Aktifitas Tambang Liar di Ratatok Kian Meresahkan
MITRA -Kepala Dinas ESDM Sulut Bach Tinungki mengatakan, aktifitas perusahaan Pertambangan Emas Tanpa Izin (PETI) yang merajalela di wilayah Alason Ratatotok kian meresahkan masyarakat merupakan tindak pidana dan sudah masuk ranah Hukum.
Untuk itu, dia mengimbau kepada masyarakat, terutama para investor lokal maupun asing, segera menghentikan aktifitasnya dan meninggalkan Ratatotok.
“Saya harap aktifitas ini dapat dihentikan karena menambang secara ilegal berarti itu pencurian dan merusak lingkungan. Ini tidak dibolehkan sama sekali dan sudah masuk ranah hukum,” kata Tinungki saat dihubungi via telephon baru-baru ini.
Namun ketika dikonfirmasi terkait tindakan nyata dalam penertiban aktifitas PETI ini, terkesan adanya saling melempar tanggung jawab.
“Tambang liar ini memang sudah meresahkan dan harus ditertibkan. Namun ini seharusnya bukan urusan kami, karena kami membina tambang legal, bukan tambang ilegal,” ungkapnya.
Lanjut ditambahkannya, tambang liar dan ilegal yang mengunakan alat berat ini sudah merupakan tindak pidana, dalam hal ini pencurian, apalagi ditambah telah merusak lingkungan. Selama tidak ada ijin maka aktifitas ini tidak dibolehkan sehingga harus ditertibkan.
“Mereka (PETI,red) ini sudah mencuri dan menerobos, serta merusak lingkungan. Artinya ini sudah masuk ranah hukum dan merupakan wewenangnya aparat hukum untuk menindak. Jadi ini seharusnya bukan kewenangan kami dan DLH Provinsi Sulut,” tandasnya.
Lanjut dijelaskannya, pemerintah daerah melalui DLH seharusnya dapat menertibkannya karena ini tambang ilegal dan telah merusak lingkungan.
“Ini kan tambang ilegal dan sudah merusak lingkungan, jadi DLH Mitra bisa menertibkan. Selain itu, coba konsultasi ke pihak Kepolisian, baik Polda atau Polres, karena ini sudah masuk ranah hukum. Kalau nanti kami diundang bersama untuk penertiban, kami siap hadir,” tukasnya.
Sementara terkait warga asing, dirinya mengatakan bahwa hal ini harus melibatkan banyak pihak.

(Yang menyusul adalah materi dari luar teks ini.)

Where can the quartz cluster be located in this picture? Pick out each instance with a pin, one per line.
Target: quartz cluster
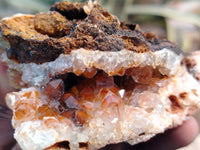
(88, 80)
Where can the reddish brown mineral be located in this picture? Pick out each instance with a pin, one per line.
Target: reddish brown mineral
(43, 37)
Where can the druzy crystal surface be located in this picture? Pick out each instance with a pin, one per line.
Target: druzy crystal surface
(88, 80)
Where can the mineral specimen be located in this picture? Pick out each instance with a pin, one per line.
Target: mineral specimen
(88, 80)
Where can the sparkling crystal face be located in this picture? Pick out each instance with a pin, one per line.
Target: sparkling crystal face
(77, 99)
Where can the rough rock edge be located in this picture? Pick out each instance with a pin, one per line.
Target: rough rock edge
(137, 119)
(113, 63)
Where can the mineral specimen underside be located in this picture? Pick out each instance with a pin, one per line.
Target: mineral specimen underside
(88, 80)
(89, 108)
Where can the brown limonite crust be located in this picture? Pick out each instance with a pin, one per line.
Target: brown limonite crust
(43, 37)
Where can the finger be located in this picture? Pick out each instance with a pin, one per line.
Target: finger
(170, 140)
(174, 138)
(6, 130)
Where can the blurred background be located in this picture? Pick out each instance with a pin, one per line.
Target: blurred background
(176, 20)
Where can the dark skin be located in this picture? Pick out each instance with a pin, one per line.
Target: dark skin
(170, 140)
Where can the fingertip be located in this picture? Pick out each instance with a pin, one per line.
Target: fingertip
(186, 133)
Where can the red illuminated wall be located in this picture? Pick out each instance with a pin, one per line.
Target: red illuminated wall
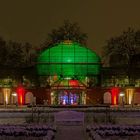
(21, 95)
(114, 95)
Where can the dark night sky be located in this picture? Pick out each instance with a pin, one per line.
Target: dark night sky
(32, 20)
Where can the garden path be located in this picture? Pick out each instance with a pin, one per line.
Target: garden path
(70, 133)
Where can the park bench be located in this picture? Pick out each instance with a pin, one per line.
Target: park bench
(69, 118)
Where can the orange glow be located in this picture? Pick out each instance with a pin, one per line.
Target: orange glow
(73, 83)
(114, 95)
(129, 95)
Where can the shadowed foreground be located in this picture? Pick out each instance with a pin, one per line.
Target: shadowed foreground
(70, 133)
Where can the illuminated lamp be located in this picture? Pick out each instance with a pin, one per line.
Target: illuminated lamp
(6, 92)
(73, 83)
(114, 95)
(129, 95)
(21, 94)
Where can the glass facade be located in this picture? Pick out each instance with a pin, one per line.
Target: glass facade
(68, 59)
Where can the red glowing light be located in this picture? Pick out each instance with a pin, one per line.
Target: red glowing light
(21, 95)
(114, 95)
(73, 83)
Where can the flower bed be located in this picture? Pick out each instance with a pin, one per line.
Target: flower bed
(99, 132)
(36, 132)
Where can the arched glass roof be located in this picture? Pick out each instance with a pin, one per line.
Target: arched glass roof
(68, 59)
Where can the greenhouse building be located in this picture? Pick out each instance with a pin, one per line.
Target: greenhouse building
(67, 70)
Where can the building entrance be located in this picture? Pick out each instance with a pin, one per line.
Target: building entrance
(68, 98)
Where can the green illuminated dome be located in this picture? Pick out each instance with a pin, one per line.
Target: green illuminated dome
(68, 59)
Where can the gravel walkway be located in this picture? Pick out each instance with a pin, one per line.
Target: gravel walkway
(70, 133)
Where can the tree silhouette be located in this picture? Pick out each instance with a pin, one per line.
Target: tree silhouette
(68, 31)
(122, 51)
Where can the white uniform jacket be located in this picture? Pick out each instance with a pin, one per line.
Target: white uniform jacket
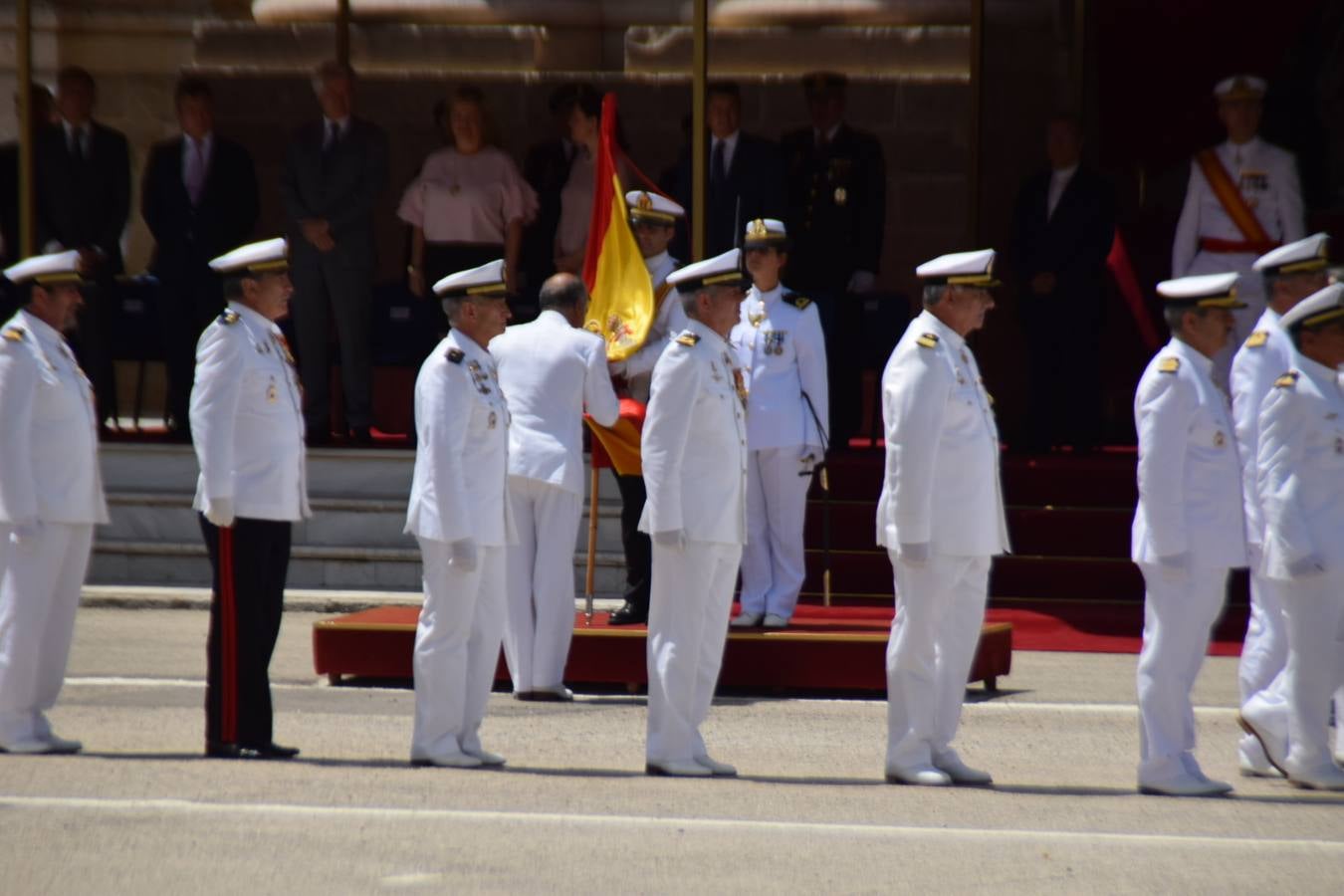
(784, 356)
(695, 442)
(1301, 468)
(668, 320)
(248, 419)
(1190, 477)
(943, 484)
(1260, 360)
(1267, 180)
(549, 372)
(49, 433)
(461, 460)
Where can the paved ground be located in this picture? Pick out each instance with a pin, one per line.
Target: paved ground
(140, 811)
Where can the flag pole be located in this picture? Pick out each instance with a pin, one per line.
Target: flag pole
(591, 563)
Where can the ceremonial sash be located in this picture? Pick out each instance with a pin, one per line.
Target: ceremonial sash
(1230, 198)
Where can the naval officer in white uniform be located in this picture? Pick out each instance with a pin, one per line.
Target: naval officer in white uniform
(50, 497)
(1301, 484)
(460, 515)
(1189, 533)
(550, 371)
(248, 427)
(940, 516)
(653, 223)
(1289, 274)
(695, 460)
(784, 356)
(1243, 199)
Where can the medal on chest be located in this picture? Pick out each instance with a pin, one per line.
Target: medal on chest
(480, 376)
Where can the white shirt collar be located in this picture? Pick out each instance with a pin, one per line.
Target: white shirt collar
(655, 262)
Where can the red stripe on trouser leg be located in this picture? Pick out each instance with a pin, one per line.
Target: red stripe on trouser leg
(227, 639)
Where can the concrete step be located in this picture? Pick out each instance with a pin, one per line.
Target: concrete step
(356, 523)
(115, 561)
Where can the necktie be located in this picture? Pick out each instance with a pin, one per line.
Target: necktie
(195, 171)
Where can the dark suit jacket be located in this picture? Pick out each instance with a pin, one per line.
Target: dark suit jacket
(188, 237)
(340, 185)
(753, 188)
(837, 207)
(84, 203)
(546, 168)
(1072, 243)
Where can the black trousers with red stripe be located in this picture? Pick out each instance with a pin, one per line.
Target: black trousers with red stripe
(249, 561)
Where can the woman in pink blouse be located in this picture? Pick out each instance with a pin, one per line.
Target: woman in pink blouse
(469, 203)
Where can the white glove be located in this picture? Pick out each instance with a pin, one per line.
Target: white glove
(221, 512)
(674, 539)
(1306, 567)
(1174, 564)
(26, 533)
(463, 557)
(862, 281)
(914, 554)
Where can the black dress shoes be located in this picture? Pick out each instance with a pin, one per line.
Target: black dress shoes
(238, 751)
(629, 614)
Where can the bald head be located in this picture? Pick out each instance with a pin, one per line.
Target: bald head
(567, 295)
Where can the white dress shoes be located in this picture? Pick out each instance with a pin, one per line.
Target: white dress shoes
(960, 773)
(676, 769)
(1329, 777)
(717, 769)
(1186, 784)
(1258, 720)
(448, 761)
(921, 776)
(486, 757)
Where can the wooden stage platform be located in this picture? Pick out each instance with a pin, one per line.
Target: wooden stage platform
(826, 649)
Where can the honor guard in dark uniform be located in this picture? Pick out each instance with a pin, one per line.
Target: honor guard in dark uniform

“Terkait orang asing banyak yang bertanggung jawab, apa mungkin akan dideportasi oleh imigrasi. Namun pastinya ini tidak boleh dibiarkan,” pungkasnya.
Sementara terkait pertemuan para pengusaha tambang beberapa waktu lalu dengan pihak provinsi, dalam hal ini Dinas ESDM, baru sebatas mengusulkan pengurusan ijin.
“Mereka baru mau usulkan tapi harus ke pusat. Selain itu, ini untuk tambang rakyat, bukan perusahaan,” jelasnya.
Sementara itu, Salah satu investor di perusahaan pertambangan ilegal di Alason Ratatotok mengakui, aktivitas perusahaan tempat investasi pihaknya itu, merupakan tindakan melawan hukum (ilegal red).
“Kami sekarang dilema, mau berhenti sudah terlanjur basah, mau mundur palang melintang. Jujur saja pertambangan itu ilegal,” akui Jefry Pangerapan.
Dia mengungkapkan, saat ini pihaknya yang tergabung dalam Asosiasi Penambang Alaso tinggal 5 pengusaha dari 15 pengusaha.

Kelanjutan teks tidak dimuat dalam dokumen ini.